The Church of Jesus Christ of Latter-day Saints has updated its official handbook, calling on members to extend support in their communities to refugees.
“Many people have fled their homes seeking relief from violence, war, religious persecution, and life-threatening situations,” reads the new instruction in the LDS General Handbook, one of the most influential texts in the church.
“As part of their responsibility to care for those in need, Church members offer their time, talents, and friendship to welcome refugees as members of their communities.”

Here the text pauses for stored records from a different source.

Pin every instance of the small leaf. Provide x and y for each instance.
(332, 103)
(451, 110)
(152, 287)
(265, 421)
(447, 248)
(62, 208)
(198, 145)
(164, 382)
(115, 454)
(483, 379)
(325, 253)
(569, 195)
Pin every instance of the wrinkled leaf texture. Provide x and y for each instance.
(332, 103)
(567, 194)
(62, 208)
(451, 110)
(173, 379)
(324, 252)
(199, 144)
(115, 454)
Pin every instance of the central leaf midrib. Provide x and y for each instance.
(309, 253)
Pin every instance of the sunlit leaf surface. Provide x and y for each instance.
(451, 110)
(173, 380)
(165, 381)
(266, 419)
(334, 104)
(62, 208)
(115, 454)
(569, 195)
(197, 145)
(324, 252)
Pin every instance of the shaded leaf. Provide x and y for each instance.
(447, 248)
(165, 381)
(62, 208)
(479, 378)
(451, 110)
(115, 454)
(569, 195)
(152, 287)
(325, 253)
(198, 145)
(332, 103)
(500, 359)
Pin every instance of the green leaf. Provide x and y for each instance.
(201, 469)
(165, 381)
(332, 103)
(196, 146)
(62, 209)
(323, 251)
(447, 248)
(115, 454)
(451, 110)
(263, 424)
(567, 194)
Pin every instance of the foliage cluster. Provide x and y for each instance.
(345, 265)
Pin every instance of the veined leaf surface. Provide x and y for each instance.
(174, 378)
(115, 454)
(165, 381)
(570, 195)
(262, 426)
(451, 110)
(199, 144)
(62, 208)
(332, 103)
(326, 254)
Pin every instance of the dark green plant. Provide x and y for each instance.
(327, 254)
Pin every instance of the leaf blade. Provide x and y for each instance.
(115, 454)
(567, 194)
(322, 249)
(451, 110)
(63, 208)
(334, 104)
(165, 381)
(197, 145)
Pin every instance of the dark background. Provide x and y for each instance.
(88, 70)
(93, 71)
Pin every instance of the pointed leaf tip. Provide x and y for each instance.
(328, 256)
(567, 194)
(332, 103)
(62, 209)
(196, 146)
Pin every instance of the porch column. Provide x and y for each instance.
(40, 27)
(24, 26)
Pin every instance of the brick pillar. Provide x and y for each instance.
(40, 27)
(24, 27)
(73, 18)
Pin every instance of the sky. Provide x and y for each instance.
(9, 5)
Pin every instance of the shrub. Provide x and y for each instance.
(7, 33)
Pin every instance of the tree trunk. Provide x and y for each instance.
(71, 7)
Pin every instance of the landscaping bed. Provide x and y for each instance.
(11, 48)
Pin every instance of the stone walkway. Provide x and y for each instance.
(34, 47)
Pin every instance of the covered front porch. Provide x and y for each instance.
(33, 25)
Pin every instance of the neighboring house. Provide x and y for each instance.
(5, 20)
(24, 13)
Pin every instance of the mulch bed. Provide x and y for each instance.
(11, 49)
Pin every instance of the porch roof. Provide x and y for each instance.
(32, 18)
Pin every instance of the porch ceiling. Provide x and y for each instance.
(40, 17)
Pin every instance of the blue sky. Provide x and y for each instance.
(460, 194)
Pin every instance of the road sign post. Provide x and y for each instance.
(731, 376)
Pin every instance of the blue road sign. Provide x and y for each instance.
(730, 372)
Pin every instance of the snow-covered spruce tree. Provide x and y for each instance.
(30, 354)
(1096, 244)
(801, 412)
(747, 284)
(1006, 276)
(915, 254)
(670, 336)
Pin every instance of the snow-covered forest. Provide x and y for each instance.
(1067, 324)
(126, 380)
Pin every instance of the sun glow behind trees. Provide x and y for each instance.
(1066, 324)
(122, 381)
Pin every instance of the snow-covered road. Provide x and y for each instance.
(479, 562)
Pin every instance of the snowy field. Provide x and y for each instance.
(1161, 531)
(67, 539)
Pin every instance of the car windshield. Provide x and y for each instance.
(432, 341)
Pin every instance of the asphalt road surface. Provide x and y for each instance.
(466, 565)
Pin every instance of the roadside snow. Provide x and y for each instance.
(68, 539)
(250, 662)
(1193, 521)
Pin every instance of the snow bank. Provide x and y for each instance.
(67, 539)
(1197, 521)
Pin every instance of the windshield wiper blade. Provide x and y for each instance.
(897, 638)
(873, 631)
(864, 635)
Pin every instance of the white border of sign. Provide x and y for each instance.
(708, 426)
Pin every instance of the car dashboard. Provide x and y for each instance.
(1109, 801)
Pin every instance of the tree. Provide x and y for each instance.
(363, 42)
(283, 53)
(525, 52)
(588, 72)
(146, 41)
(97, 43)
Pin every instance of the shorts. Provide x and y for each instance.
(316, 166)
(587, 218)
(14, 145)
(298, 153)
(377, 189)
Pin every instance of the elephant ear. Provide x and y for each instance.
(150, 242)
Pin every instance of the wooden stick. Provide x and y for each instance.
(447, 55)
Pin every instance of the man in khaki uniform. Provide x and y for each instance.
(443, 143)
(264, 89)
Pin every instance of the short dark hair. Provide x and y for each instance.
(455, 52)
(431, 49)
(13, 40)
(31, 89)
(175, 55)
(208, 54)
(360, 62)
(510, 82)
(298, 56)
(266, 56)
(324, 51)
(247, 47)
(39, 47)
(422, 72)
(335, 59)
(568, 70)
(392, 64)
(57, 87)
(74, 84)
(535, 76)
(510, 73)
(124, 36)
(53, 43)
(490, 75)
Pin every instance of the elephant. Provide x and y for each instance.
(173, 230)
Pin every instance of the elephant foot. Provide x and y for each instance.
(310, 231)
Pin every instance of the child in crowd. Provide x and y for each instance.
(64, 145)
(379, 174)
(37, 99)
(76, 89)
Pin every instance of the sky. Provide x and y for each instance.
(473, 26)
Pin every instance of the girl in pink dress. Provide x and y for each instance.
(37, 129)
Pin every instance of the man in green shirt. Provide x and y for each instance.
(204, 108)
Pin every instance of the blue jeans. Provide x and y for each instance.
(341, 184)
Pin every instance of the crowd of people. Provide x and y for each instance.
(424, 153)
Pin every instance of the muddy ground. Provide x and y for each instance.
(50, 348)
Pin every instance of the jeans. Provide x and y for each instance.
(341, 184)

The call to action, made August 4, is supported by two LDS scriptures focused on the importance of taking care of the poor:
The Book of Mormon, which they hold “clarifies Christ’s doctrine and brings the fullness of the gospel,” calls on the faithful to engage in such deeds as “feeding the hungry, clothing the naked, visiting the sick and administering to their relief, both spiritually and temporally….”
Similar appeals to tend to the needs of the poor can be found in the Book of Matthew, which, the church points out, contains some of “the most beloved passages of the Bible.”
The updating of the General Handbook is the latest in a series of efforts by LDS leadership concerning the issue of providing relief to refugees.
In a 2015 letter at the height of the Syrian refugee crisis, the church’s highest-ranking body, the First Presidency, urged members to look for local opportunities to assist refugee resettlement.
In 2016, Church leaders spearheaded the campaign “I Was a Stranger—An Effort to Serve and Include.” The drive encourages church members to interact with community organizations that serve refugees.
“The focus has really been on refugees since then,” Laurie Maffly-Kipp, professor of history and religion at Washington University in St. Louis, said in a recent Religion News Service article.
The campaign is directed both at the grassroots level as well as the Church’s Relief Society.